# Projeto 6 — AgriData Impact Analysis
Pipeline guiado: limpeza → EDA → KPIs → modelo preditivo → export para dashboard.

In [None]:

# Imports e configuração
import pandas as pd
import numpy as np
import matplotlib.pyplot as plt
from pathlib import Path

# Opções pandas
pd.set_option("display.max_columns", 100)
base = Path(__file__).resolve().parents[1]

print("Base do projeto:", base)


In [None]:

# Carregar dados
from src.utils import find_input_file
infile = find_input_file(base)
print("Arquivo de entrada:", infile)

df = pd.read_csv(infile)
print(df.head())
print(df.info())


## Limpeza simples

In [None]:

# Garantir tipos numéricos e ordenar
num_cols = [c for c in df.columns if c not in ["country"]]
for c in num_cols:
    df[c] = pd.to_numeric(df[c], errors="coerce")

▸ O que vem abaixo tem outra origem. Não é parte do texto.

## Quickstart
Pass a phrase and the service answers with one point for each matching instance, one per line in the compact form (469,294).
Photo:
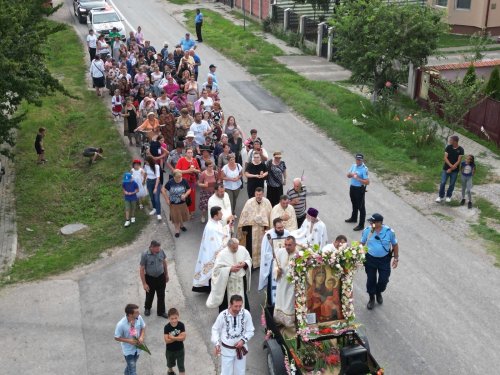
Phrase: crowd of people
(198,160)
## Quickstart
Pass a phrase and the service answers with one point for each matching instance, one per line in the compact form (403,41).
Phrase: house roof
(465,65)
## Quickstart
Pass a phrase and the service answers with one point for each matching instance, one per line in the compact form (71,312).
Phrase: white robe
(266,263)
(224,280)
(307,236)
(215,237)
(223,203)
(278,211)
(284,310)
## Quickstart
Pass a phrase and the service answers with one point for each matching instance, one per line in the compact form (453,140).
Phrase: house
(470,16)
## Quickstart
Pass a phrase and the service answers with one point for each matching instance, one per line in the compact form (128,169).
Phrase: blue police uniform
(198,21)
(357,194)
(378,258)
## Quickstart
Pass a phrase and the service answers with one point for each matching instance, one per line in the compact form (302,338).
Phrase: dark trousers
(198,31)
(374,265)
(300,220)
(274,194)
(357,194)
(156,285)
(92,52)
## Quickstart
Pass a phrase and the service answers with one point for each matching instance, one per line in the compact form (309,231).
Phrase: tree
(470,76)
(374,36)
(24,29)
(493,86)
(455,99)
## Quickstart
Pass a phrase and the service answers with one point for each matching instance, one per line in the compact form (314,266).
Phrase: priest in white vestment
(271,242)
(284,309)
(312,232)
(221,199)
(231,275)
(285,211)
(215,237)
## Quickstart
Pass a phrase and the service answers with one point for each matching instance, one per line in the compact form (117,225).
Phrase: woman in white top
(153,185)
(231,178)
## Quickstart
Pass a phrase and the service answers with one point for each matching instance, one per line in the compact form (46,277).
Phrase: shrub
(493,85)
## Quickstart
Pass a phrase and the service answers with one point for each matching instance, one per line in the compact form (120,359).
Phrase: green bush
(493,85)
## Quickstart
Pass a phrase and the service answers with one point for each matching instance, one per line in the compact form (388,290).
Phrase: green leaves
(371,35)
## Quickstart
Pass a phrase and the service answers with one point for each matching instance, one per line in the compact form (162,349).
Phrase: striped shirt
(300,208)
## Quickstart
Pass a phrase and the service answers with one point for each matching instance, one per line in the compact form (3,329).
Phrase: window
(463,4)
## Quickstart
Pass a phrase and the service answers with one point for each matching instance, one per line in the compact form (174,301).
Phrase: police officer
(382,246)
(154,276)
(358,173)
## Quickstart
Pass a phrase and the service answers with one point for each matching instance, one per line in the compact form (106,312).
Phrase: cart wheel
(275,358)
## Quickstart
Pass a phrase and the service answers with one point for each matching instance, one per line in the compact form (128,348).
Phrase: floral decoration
(344,261)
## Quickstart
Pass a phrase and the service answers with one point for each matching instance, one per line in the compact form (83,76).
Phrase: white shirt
(150,174)
(232,185)
(223,203)
(199,131)
(231,329)
(97,69)
(92,41)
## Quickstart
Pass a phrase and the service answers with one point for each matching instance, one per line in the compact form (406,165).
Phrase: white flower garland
(345,261)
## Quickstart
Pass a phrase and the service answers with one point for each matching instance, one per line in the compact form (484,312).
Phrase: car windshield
(105,18)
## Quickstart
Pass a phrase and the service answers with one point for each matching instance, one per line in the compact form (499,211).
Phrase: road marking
(122,16)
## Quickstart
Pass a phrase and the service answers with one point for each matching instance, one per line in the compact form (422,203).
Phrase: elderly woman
(189,167)
(231,178)
(256,174)
(176,191)
(207,184)
(150,127)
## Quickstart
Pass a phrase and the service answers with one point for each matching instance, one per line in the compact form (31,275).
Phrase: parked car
(103,20)
(81,8)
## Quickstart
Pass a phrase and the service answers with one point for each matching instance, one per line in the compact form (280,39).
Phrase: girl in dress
(139,176)
(117,105)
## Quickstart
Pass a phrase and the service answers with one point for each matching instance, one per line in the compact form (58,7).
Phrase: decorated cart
(325,338)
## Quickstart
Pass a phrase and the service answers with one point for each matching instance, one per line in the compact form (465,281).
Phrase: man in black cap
(154,276)
(358,173)
(382,246)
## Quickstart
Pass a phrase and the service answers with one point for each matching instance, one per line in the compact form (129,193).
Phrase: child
(40,150)
(139,176)
(468,169)
(175,334)
(130,190)
(117,105)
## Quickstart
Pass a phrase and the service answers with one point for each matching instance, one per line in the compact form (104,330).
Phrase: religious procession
(198,160)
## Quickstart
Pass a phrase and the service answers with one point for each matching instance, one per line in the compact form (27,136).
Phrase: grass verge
(329,106)
(489,219)
(66,189)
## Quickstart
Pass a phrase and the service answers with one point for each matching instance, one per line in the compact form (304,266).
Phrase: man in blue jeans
(452,157)
(130,331)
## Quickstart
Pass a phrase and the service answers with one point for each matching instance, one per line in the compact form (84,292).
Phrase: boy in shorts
(130,190)
(175,334)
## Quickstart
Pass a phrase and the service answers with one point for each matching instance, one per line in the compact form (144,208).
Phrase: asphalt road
(442,304)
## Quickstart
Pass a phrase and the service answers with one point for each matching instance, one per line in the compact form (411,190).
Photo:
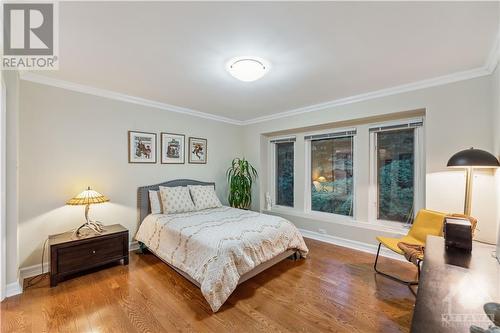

df = df.dropna().sort_values(["country","year"]).reset_index(drop=True)
print(df.shape, "linhas")


## EDA rápida

In [None]:

# Estatísticas descritivas
display(df.describe(include="all"))


In [None]:

# Correlação entre variáveis (numéricas)
corr = df.select_dtypes(include=[np.number]).corr(numeric_only=True)
corr


In [None]:

# Exemplo de gráfico: relação fertilizante vs yield
plt.figure()
plt.scatter(df["fertilizer_kg_per_ha"], df["crop_yield_t_per_ha"], alpha=0.5)
plt.xlabel("Fertilizantes (kg/ha)")
plt.ylabel("Produtividade (t/ha)")
plt.title("Fertilizantes vs Produtividade")
plt.show()


## Features derivadas

In [None]:

df['water_productivity_kg_per_mm_ha'] = (df['crop_yield_t_per_ha'] * 1000.0) / df['rainfall_mm']
df['emissions_intensity_mt_per_usdB'] = df['co2_agri_mt'] / df['gdp_agri_usd_b']
df['decade'] = (df['year'] // 10) * 10

# Salvar processado
processed_path = base / "data" / "processed" / "agridata_processed.csv"
df.to_csv(processed_path, index=False)
processed_path


## KPIs

In [None]:

latest_year = df['year'].max()
latest5 = df[df['year'] >= latest_year - 4]

kpi_yield_5y = (
    latest5.groupby('country')['crop_yield_t_per_ha']
    .mean().reset_index().rename(columns={'crop_yield_t_per_ha':'avg_yield_t_per_ha_last5y'})
)

kpi_water = (
    latest5.groupby('country')['water_productivity_kg_per_mm_ha']
    .mean().reset_index().rename(columns={'water_productivity_kg_per_mm_ha':'avg_water_prod_kg_per_mm_last5y'})
)

kpi_emiss = (
    latest5.groupby('country')['emissions_intensity_mt_per_usdB']
    .mean().reset_index().rename(columns={'emissions_intensity_mt_per_usdB':'avg_emiss_mt_per_usdB_last5y'})
)

emp_2010 = df[df['year']==2010][['country','agri_employment_pct']].set_index('country')
emp_latest = df[df['year']==latest_year][['country','agri_employment_pct']].set_index('country')
emp_shift = (emp_latest.join(emp_2010, lsuffix='_latest', rsuffix='_2010'))
emp_shift['employment_pct_point_change'] = emp_shift['agri_employment_pct_latest'] - emp_shift['agri_employment_pct_2010']
emp_shift = emp_shift.reset_index()[['country','employment_pct_point_change']]

from pathlib import Path
exports = base / "data" / "exports"
exports.mkdir(parents=True, exist_ok=True)
kpi_yield_5y.to_csv(exports / "kpi_yield_5y_by_country.csv", index=False)
kpi_water.to_csv(exports / "kpi_water_productivity_5y_by_country.csv", index=False)
kpi_emiss.to_csv(exports / "kpi_emissions_intensity_5y_by_country.csv", index=False)
emp_shift.to_csv(exports / "kpi_employment_shift_since_2010.csv", index=False)

exports


## Modelo preditivo simples

In [None]:

from sklearn.model_selection import train_test_split
from sklearn.metrics import r2_score, mean_absolute_error
from sklearn.linear_model import LinearRegression

features = ['fertilizer_kg_per_ha','rainfall_mm','temperature_c','irrigation_pct','year']
X = df[features]
y = df['crop_yield_t_per_ha']

X_train, X_test, y_train, y_test = train_test_split(X, y, test_size=0.2, random_state=42)

model = LinearRegression()
model.fit(X_train, y_train)

preds = model.predict(X_test)
print("R^2:", r2_score(y_test, preds))
print("MAE:", mean_absolute_error(y_test, preds))

# Exportar previsões para dashboard
pred_df = X_test.copy()
pred_df['y_true'] = y_test.values
pred_df['y_pred'] = preds
pred_df.to_csv(base / "data" / "exports" / "model_predictions_sample.csv", index=False)


## Próximos passos
- Trocar para dados reais (coloque o CSV em `data/raw/worldbank_indicators_latam.csv` e rode tudo).
- Publicar no GitHub.
- Conectar os CSVs de `data/exports` no Power BI/Tableau.